Hoy Fanesca
Growing up in the suburbs of New Jersey, I never had much use for Easter Sunday. In my town, restaurants and stores closed early as people gathered at home with their families, leaving the empty streets to us bored heathen teens with no better option than to hang out at the local Dunkin Donuts. The day felt interminable. I never looked forward to it.
Now I have a better reason to dread Easter Sunday: it marks the end of fanesca season.

Ecuadorians celebrate Holy Week, the days before Easter Sunday, by preparing fanesca, a delicious, labor-intensive, and unbelievably rich soup of salt cod stewed in milk. Traditionally, fanesca contains twelve different kinds of grains — including many types of beans, hominy, and even tiny potatoes — one for each of the apostles. Last year, with my curiosity piqued by a Calvin Trillin article that had appeared in The New Yorker six months earlier, I decided to track down fanesca here in New York. It didn’t take much work — the first restaurant that I called assured me that they had plenty of the soup on hand.
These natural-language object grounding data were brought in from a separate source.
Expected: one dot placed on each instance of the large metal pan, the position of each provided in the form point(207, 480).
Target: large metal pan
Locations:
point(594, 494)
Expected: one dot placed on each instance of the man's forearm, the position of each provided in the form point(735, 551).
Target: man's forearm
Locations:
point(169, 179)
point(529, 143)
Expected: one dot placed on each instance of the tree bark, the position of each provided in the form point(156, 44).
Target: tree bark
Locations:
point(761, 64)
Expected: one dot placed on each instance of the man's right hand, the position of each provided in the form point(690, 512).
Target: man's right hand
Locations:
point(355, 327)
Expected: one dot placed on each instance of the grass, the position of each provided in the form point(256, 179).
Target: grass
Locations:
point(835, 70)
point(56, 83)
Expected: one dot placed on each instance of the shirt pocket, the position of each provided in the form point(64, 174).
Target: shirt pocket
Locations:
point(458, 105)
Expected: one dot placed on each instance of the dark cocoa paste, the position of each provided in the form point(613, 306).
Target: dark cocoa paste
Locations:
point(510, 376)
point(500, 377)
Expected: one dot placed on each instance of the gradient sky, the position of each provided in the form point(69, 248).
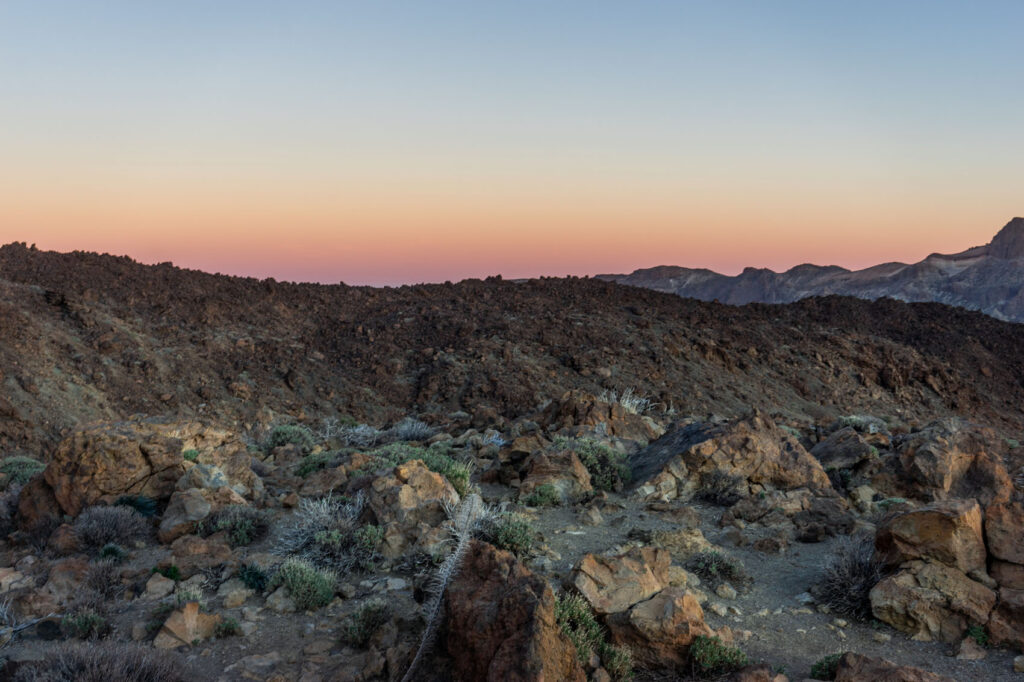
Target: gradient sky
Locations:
point(390, 142)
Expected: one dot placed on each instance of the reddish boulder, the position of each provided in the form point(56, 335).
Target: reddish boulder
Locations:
point(501, 623)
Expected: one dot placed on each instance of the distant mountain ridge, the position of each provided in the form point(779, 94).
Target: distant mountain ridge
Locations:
point(989, 279)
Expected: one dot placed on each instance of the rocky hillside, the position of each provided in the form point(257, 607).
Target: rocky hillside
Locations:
point(85, 337)
point(215, 478)
point(988, 278)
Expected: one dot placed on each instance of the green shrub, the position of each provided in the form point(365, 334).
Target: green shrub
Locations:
point(309, 587)
point(978, 634)
point(313, 463)
point(170, 571)
point(244, 524)
point(512, 533)
point(253, 577)
point(710, 656)
point(608, 468)
point(20, 469)
point(577, 620)
point(543, 496)
point(113, 551)
point(227, 628)
point(143, 505)
point(717, 567)
point(366, 621)
point(291, 434)
point(826, 668)
point(85, 624)
point(97, 526)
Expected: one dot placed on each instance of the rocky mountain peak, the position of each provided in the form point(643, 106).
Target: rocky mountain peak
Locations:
point(1009, 244)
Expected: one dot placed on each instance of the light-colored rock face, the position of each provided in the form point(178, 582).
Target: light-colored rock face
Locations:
point(947, 531)
point(753, 449)
point(409, 503)
point(931, 601)
point(185, 627)
point(564, 471)
point(613, 584)
point(855, 668)
point(501, 623)
point(97, 464)
point(660, 630)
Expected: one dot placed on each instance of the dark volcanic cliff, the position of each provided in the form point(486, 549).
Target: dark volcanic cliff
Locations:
point(989, 279)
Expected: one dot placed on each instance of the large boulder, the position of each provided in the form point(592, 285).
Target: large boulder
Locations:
point(409, 503)
point(501, 623)
point(856, 668)
point(660, 630)
point(613, 584)
point(753, 449)
point(947, 531)
point(96, 464)
point(931, 601)
point(949, 459)
point(563, 470)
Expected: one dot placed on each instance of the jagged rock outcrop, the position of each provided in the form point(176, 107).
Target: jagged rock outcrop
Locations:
point(501, 623)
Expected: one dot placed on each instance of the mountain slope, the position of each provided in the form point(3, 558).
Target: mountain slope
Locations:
point(989, 279)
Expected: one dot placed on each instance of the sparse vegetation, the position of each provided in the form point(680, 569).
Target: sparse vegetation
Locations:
point(309, 587)
point(543, 496)
point(718, 567)
point(366, 621)
point(291, 434)
point(825, 669)
point(326, 533)
point(849, 577)
point(20, 469)
point(243, 524)
point(97, 526)
point(608, 468)
point(100, 662)
point(710, 656)
point(511, 531)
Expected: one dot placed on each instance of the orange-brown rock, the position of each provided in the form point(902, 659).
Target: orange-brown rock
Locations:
point(855, 668)
point(613, 584)
point(952, 459)
point(501, 623)
point(563, 470)
point(931, 601)
point(659, 630)
point(185, 627)
point(409, 503)
point(753, 449)
point(1007, 624)
point(1005, 530)
point(947, 531)
point(98, 463)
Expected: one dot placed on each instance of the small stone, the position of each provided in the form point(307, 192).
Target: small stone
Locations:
point(726, 591)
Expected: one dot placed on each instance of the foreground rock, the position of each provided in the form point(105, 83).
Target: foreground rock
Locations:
point(613, 584)
point(502, 623)
point(753, 449)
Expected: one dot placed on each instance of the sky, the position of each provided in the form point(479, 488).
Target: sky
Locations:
point(395, 142)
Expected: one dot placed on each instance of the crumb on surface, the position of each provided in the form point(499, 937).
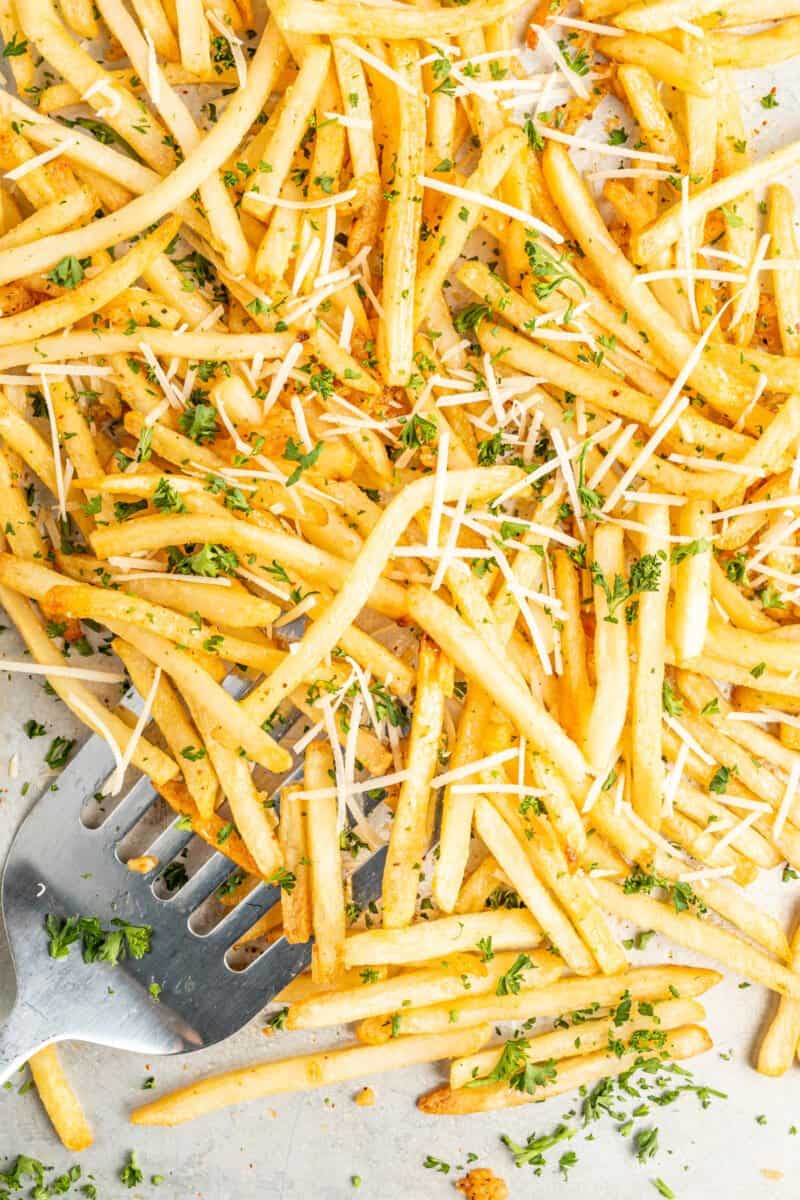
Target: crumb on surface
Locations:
point(482, 1185)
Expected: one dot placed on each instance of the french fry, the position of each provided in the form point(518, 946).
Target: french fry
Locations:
point(250, 817)
point(167, 195)
point(779, 1044)
point(174, 723)
point(648, 675)
point(507, 928)
point(457, 808)
point(59, 1099)
point(609, 705)
point(702, 936)
point(403, 223)
point(265, 185)
point(298, 1074)
point(104, 605)
point(228, 720)
point(326, 887)
point(642, 984)
point(576, 1072)
point(504, 846)
point(193, 36)
point(148, 757)
point(410, 826)
point(692, 581)
point(470, 654)
point(560, 1043)
point(295, 894)
point(336, 18)
point(453, 229)
point(419, 988)
point(677, 70)
point(665, 231)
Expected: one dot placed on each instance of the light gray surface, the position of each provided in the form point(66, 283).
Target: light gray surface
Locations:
point(307, 1146)
point(295, 1147)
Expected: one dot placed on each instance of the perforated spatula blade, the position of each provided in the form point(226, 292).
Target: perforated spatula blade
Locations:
point(180, 996)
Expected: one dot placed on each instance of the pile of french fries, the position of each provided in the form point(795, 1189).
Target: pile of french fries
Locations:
point(358, 345)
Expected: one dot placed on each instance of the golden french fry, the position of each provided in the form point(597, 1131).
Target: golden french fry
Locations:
point(60, 1102)
point(576, 1072)
point(296, 1074)
point(325, 865)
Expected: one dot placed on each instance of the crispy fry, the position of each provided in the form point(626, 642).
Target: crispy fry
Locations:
point(296, 1074)
point(60, 1102)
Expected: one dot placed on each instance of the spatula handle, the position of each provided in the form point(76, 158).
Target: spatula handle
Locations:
point(25, 1031)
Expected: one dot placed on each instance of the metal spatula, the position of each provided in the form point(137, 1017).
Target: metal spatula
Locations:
point(56, 865)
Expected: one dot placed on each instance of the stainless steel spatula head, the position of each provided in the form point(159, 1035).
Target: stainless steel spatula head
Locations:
point(61, 867)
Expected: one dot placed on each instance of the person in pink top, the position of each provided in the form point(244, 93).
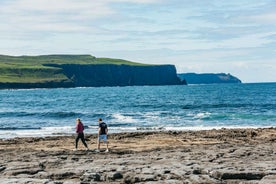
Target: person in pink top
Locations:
point(80, 134)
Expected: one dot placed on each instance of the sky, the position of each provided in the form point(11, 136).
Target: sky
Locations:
point(201, 36)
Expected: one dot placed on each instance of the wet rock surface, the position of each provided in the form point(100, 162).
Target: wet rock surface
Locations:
point(215, 156)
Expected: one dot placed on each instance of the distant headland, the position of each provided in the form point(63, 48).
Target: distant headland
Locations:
point(208, 78)
point(53, 71)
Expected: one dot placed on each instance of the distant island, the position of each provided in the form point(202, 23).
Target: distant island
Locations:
point(208, 78)
point(53, 71)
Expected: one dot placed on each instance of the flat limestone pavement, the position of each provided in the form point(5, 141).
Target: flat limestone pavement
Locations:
point(214, 156)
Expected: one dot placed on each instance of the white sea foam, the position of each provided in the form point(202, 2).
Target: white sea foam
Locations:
point(123, 118)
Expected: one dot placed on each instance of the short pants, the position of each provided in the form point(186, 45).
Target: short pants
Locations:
point(103, 137)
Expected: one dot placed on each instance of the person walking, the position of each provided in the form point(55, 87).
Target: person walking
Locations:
point(102, 134)
point(80, 134)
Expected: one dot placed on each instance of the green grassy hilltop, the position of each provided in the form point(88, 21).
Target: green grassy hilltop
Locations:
point(39, 69)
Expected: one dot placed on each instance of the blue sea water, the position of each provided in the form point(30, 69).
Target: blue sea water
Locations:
point(47, 112)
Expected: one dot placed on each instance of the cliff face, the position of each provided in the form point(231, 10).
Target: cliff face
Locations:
point(120, 75)
point(208, 78)
point(80, 75)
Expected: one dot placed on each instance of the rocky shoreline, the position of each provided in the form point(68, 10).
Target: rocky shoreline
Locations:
point(212, 156)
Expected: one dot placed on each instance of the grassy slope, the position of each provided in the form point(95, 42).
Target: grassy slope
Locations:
point(31, 69)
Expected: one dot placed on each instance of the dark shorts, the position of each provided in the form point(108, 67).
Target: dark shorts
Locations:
point(103, 137)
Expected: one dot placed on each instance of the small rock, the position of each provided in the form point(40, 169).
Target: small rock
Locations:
point(117, 175)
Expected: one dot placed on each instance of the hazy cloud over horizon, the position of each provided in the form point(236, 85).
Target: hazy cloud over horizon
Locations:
point(237, 37)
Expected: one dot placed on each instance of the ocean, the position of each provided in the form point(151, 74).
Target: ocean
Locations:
point(50, 112)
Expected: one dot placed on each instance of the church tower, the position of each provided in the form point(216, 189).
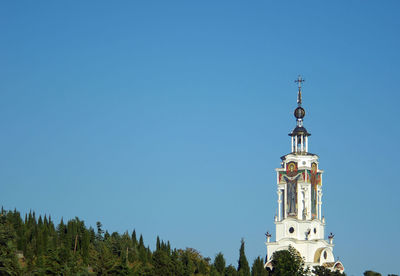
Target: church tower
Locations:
point(299, 221)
We arrived at El Tesoro, in Sunset Park, Brooklyn, late on Good Friday. Even at that hour, the restaurant was busy, awash in neon colors and packed with Ecuadorian expatriates. Unsure of how big the portions would be — and unaware of how filling fanesca is — we each ordered our own serving, and requested a ceviche for the table. We didn’t realize our mistake until after the waitress had brought us our order. As we ate, we marveled at the meal. It was dazzling — especially the soup, which was nearly overwhelming in its complexity. Each spoonful rewarded us with distinct recombinations of ingredients; there were flavor and textural variations in every bite. But it all seemed like just a bit too much food. Soon our waitress arrived bearing plates of whole fried fish alongside heaps of rice and beans: one for each of us. We hadn’t ordered this, we objected, but she explained that it came with the fanesca. Oh, yes. We had ordered far too much food.
But how could we say no? Everything tasted great, and we knew that we wouldn’t have a chance to eat fanesca again for 51 weeks. So we did our best, only reluctantly setting aside the last of the fanesca to take home. We did that to leave room for the dessert we had ordered ahead of time: humitas, the Ecuadorian version of sweet corn tamales. (Humitas, a close relative of Mexican-American green corn tamales, had been a favorite dish of mine on an early trip to Ecuador, and they were as good as I remembered.)
By the time we left El Tesoro several hours had elapsed, and we were no longer feeling light on our feet. Still, the experience had been worth it — now we only had to figure out how to pass the next 51 weeks idly until fanesca was available once more.